Bible Commentary

Ezekiel 29:9

The Pulpit Commentary on Ezekiel 29:9

The Pulpit Commentary · Joseph S. Exell and contributors · Public domain

The pride of creation.

In the insanity of his pride, Pharaoh is supposed even to claim the mighty Nile, that great work of nature on which the wealth and even the very life of his people depended, as a creation of his own imperial power. Such a foolish boast illustrates in an extreme form the common mistake of claiming to create what has in fact been received as a gift of God.

I. NOTE THE PREVALENCE OF THE PRIDE OF CREATION. This is seen with many kinds of success.

1. National greatness. The proud nation glories in having built up its own greatness.
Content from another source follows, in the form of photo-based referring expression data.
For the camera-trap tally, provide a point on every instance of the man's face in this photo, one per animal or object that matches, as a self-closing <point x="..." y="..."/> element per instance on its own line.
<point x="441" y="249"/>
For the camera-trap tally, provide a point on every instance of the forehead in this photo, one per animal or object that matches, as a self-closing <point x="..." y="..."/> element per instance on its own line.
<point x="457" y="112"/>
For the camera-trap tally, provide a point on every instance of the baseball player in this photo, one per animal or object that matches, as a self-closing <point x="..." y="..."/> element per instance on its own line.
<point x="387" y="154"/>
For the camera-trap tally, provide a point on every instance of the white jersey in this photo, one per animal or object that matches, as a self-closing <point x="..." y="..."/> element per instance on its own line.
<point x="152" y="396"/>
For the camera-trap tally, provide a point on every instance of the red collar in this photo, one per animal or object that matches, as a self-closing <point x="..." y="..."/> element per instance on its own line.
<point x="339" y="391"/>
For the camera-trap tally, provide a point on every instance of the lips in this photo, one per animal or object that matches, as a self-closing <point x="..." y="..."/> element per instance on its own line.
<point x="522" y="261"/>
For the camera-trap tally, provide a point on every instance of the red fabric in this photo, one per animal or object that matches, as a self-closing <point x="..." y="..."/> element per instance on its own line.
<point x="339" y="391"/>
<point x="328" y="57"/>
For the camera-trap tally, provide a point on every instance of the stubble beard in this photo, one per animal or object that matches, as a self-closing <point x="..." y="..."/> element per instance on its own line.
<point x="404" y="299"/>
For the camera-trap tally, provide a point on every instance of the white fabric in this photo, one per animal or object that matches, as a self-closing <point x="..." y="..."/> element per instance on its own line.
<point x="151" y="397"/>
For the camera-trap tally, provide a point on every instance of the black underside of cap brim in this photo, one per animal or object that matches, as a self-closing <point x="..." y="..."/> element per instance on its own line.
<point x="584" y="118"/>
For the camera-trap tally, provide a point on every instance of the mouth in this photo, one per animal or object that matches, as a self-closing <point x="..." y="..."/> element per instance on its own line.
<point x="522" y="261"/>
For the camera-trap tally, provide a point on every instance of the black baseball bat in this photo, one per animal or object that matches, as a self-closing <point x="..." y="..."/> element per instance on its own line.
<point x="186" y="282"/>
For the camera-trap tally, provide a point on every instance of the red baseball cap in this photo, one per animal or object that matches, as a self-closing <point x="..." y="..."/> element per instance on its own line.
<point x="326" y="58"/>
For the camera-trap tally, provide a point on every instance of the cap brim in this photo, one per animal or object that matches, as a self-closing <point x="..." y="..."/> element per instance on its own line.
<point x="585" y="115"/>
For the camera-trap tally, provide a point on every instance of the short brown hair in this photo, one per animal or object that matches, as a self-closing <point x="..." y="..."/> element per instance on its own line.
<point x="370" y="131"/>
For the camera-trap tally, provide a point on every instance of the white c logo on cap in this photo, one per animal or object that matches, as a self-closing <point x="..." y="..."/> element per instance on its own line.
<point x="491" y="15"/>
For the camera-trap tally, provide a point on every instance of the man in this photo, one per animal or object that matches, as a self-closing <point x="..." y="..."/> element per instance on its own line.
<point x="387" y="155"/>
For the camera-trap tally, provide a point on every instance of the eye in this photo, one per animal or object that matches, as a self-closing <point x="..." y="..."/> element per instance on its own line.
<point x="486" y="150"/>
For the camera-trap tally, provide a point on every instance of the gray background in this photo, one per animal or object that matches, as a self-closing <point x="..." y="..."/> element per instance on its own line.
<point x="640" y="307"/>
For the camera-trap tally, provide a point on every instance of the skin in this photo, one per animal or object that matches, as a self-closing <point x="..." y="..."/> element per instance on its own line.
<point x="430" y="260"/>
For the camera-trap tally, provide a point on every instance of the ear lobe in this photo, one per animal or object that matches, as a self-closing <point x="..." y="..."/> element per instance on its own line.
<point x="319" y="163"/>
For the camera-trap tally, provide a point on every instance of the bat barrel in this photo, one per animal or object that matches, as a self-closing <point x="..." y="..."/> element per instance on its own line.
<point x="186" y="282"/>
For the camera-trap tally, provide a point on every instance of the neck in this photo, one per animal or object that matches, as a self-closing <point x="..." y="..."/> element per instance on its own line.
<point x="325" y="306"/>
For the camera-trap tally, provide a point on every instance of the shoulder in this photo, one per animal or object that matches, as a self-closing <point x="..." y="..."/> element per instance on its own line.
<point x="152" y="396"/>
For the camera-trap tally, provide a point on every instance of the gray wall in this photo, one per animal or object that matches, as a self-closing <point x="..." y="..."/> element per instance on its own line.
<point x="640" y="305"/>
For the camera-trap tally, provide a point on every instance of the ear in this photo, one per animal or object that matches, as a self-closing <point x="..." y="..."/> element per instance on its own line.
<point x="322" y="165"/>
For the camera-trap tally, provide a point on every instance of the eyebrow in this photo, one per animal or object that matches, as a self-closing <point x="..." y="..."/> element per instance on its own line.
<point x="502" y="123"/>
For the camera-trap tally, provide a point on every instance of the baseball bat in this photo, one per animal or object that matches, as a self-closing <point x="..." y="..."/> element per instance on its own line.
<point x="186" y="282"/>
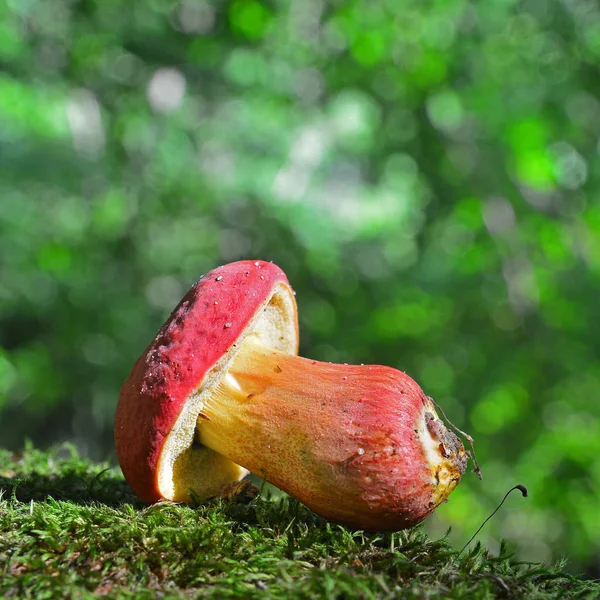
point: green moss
(70, 528)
The mighty monarch regards himself as the maker of his empire.

2. Private fortune. One who has risen from the ranks regards himself as a self-made man. His success he attributes to his own ability and energy; and his ability and energy he regards as springing from himself.

3. Skilful inventions. Man does indeed seem to create with his brain. We say that Homer created the 'Iliad;' Phidias, the Elgin Marbles; Watt, the steam-engine; Stephenson, the locomotive. The thought that constituted or shaped these great works of genius was bred in the brains of the men who originated them.
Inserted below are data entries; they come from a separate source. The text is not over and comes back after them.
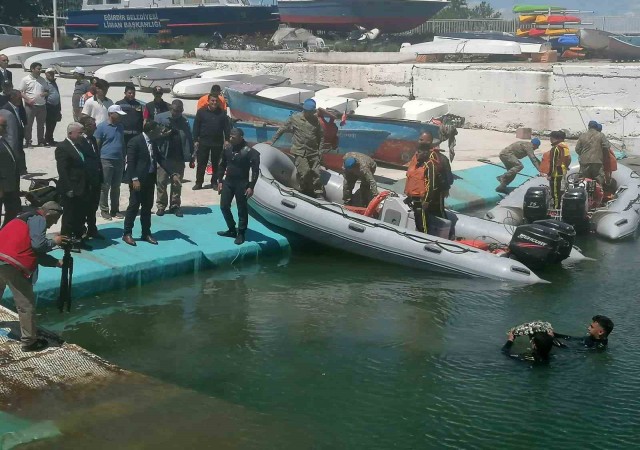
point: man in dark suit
(5, 75)
(9, 177)
(13, 112)
(143, 158)
(72, 178)
(93, 167)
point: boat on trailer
(386, 234)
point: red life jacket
(15, 245)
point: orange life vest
(416, 185)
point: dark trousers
(421, 216)
(204, 151)
(229, 191)
(10, 202)
(91, 202)
(53, 112)
(142, 201)
(73, 217)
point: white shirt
(33, 88)
(97, 109)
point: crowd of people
(148, 145)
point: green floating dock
(186, 245)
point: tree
(485, 11)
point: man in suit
(5, 75)
(72, 178)
(12, 111)
(143, 158)
(93, 167)
(9, 177)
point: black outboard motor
(567, 237)
(536, 203)
(575, 207)
(535, 245)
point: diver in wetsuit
(597, 335)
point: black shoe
(39, 344)
(228, 233)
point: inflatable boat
(615, 219)
(389, 235)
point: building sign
(131, 21)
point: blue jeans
(112, 170)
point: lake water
(353, 354)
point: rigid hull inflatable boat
(390, 238)
(618, 218)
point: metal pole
(55, 26)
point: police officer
(359, 167)
(511, 157)
(24, 245)
(306, 145)
(236, 162)
(591, 148)
(423, 186)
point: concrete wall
(500, 97)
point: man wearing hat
(23, 246)
(110, 138)
(53, 106)
(98, 105)
(80, 88)
(511, 157)
(156, 106)
(591, 148)
(359, 167)
(306, 145)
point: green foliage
(459, 9)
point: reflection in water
(353, 354)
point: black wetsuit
(526, 357)
(588, 341)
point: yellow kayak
(560, 31)
(527, 18)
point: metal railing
(464, 25)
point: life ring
(372, 207)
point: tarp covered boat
(330, 223)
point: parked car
(9, 36)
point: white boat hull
(330, 224)
(618, 220)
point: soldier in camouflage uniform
(306, 145)
(359, 167)
(511, 157)
(591, 148)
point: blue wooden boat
(397, 149)
(362, 141)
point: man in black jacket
(177, 149)
(93, 168)
(210, 132)
(5, 75)
(236, 162)
(14, 112)
(133, 121)
(72, 179)
(143, 158)
(9, 177)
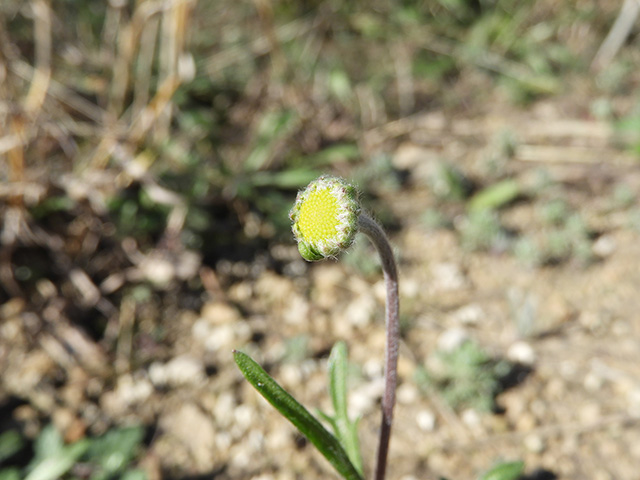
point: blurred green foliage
(107, 457)
(466, 377)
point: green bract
(325, 217)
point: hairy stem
(369, 227)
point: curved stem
(369, 227)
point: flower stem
(369, 227)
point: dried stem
(370, 228)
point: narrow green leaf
(10, 442)
(10, 474)
(346, 430)
(53, 467)
(495, 196)
(299, 416)
(338, 378)
(504, 471)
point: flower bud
(325, 218)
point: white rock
(471, 418)
(426, 420)
(534, 443)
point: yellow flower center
(318, 218)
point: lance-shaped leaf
(299, 416)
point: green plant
(103, 458)
(326, 218)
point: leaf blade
(298, 415)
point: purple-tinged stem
(370, 228)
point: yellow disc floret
(318, 219)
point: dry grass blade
(617, 35)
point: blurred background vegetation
(150, 151)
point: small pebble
(452, 339)
(522, 353)
(426, 420)
(470, 314)
(534, 443)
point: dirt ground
(574, 415)
(99, 331)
4. Personal character. Men commonly regard themselves as the architects of their own characters. If there is growth in wisdom or strength, the strong temptation is to think that this growth is due to their own thought and effort. But—

II. CONSIDER THE FOLLY OF THE PRIDE OF CREATION. This pride springs from a delusion. Certainly it did with Pharaoh. He make the Nile! The Nile made him! Egypt was just the child of the Nile. Her wealth depended on the ministry of the mighty river. Floods gathered from melting snows on distant African mountains far beyond the territory or even the knowledge of the Pharaohs, swelled its waters so that they overflowed their banks and spread fertility on the narrow strips of river-side called Egypt. But this is but an evident instance of what is true in less conspicuous ways. All great things, all new things, all things that exist, come from God. They spring from God, and they depend on him.

1. In nature. God is the Creator and Preserver of nature. He not only made the stone that the sculptor chisels; he made the laws of matter and the fundamental principles of art along which the sculptor must work. National greatness largely depends on geographical and other physical conditions of Divine creation.

2. In providence. God is still in the world, ruling it according to his own thought for his own great purposes. He overrules the government of kings. In private life he helps one on to prosperity, and sends another needful adversity through those turns of events, those conjunctions of circumstances, which the wisest cannot foresee and which the ablest cannot modify.

3. In grace. For the higher good of life spiritual attainments are necessary. Without these attainments Fra. Angelico could not have painted his beautiful angels, Milton could not have written his grand epics, Luther could not have wrought his Titanic revolution. God's inward grace makes souls and characters good and great.

III. AVOID THE SIN OF THE PRIDE OF CREATION. This pride is positively wicked. It robs God of his rightful honor. It is distinctly ungrateful. Indeed, it is atheistic; and practical atheism of this character is far worse morally than the intellectual atheism that denies the being of God as a proposition in academic discussions. Such a sinful pride destroys a man's sense of dependence, his remembrance of obligations, his consciousness of responsibility, that admission of his own littleness which is necessary for humility as well as that feeling of God's greatness and goodness which is at the root of religion.